Calibration of 90Sr + 90Y planar sources using thermoluminescent samples, a PMMA phantom and Monte Carlo simulation

Abstract

In certain regions of Brazil, 90Sr/90Y clinical applicators continue to be employed for dermatological and ophthalmic treatments, even though newer technologies, such as the 106Ru/106Rh Eye Applicator, are available worldwide. The use of these older applicators persists due to their lower cost and greater ease of use. However, it is crucial to calibrate and periodically recalibrate these applicators to ensure that the absorbed dose rates are accurate, and that the quality of clinical treatments is maintained. This study examines the thermoluminescent response of µLiF pellets to evaluate their reproducibility, linearity of response, and dose-response curves. Two radiation systems were used to characterize the dosimetric material. The first system is part of a Risö reader system (Risö TL/OSL-DA-200 model) with a 90Sr/90Y source, operating at a dose rate of 0.1 Gy/s (2010). The second system is a 90Sr/90Y source from the beta secondary standard system (BSS2) with a dose rate of 123.32 µGy/s (2005), from Amersham Buchler, calibrated in the German Primary Standard Laboratory, Physikalisch-Technische Bundesanstalt (PTB). The BSS2 system presents its calibration certificate in air and in ICRU 4-element tissue (k=2). The uncertainties in the thermoluminescent measurements for some measurement cycles of µLiF samples, irradiated with 1 Gy of beta radiation, Risö system, remained up to 5%. Linearity and dose-response curves were obtained over a dose range from 0.3 to 1 Gy using the BSS2 system. The R2 values for the µLiF samples ranged from 0.9974 to 0.9998. The dose rates for three clinical applicators were determined using µLiF pellets, a PMMA phantom, and the Monte Carlo method. This project followed the guidelines outlined in ISO 21439 (2009), which recommends the use of small detectors like µLiF for this type of calibration.
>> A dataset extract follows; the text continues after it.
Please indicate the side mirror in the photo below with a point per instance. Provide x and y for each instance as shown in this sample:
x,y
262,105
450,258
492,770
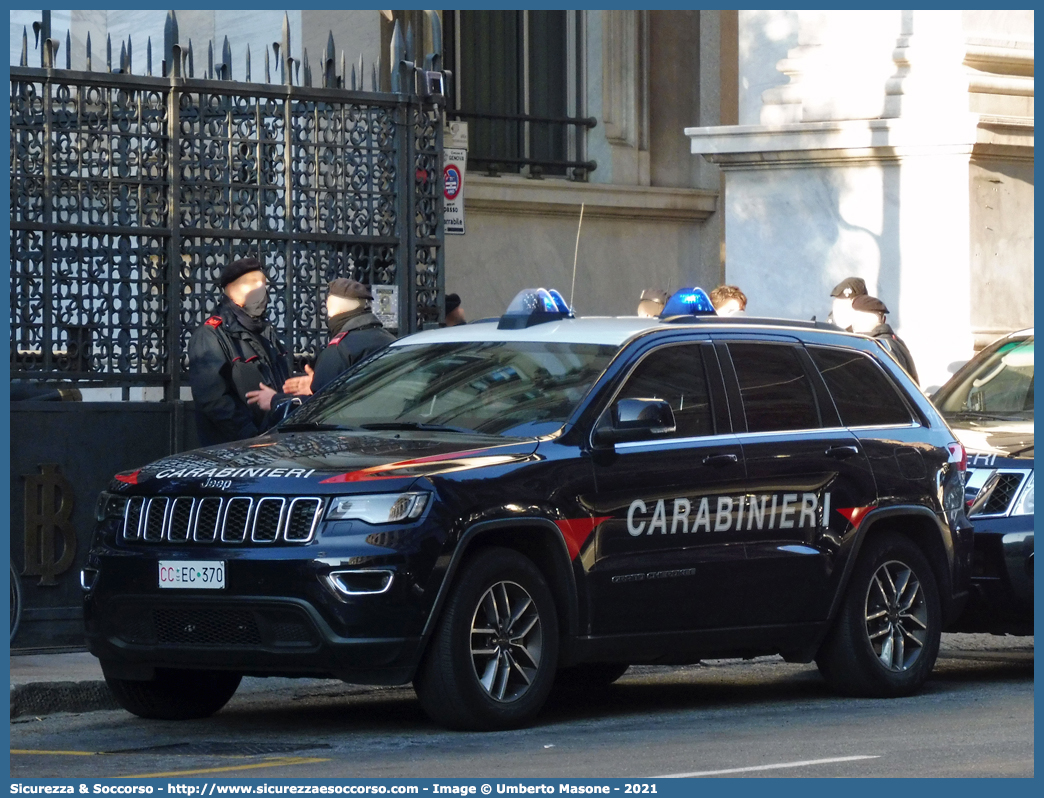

Monte Carlo simulation was used to determine correction factors between absorbed dose in air, water, and PMMA, ensuring the use of PMMA in clinical applicator calibration. The PMMA has a cubic shape, a slot to keep the µLiF at a one-millimeter depth, and dimensions that ensure total absorption of beta radiation without interaction with air. The percentage differences between the µLiF calibration and the manufacturer calibration values were equal to or greater than 10%. The main reasons for these results are discussed in this work.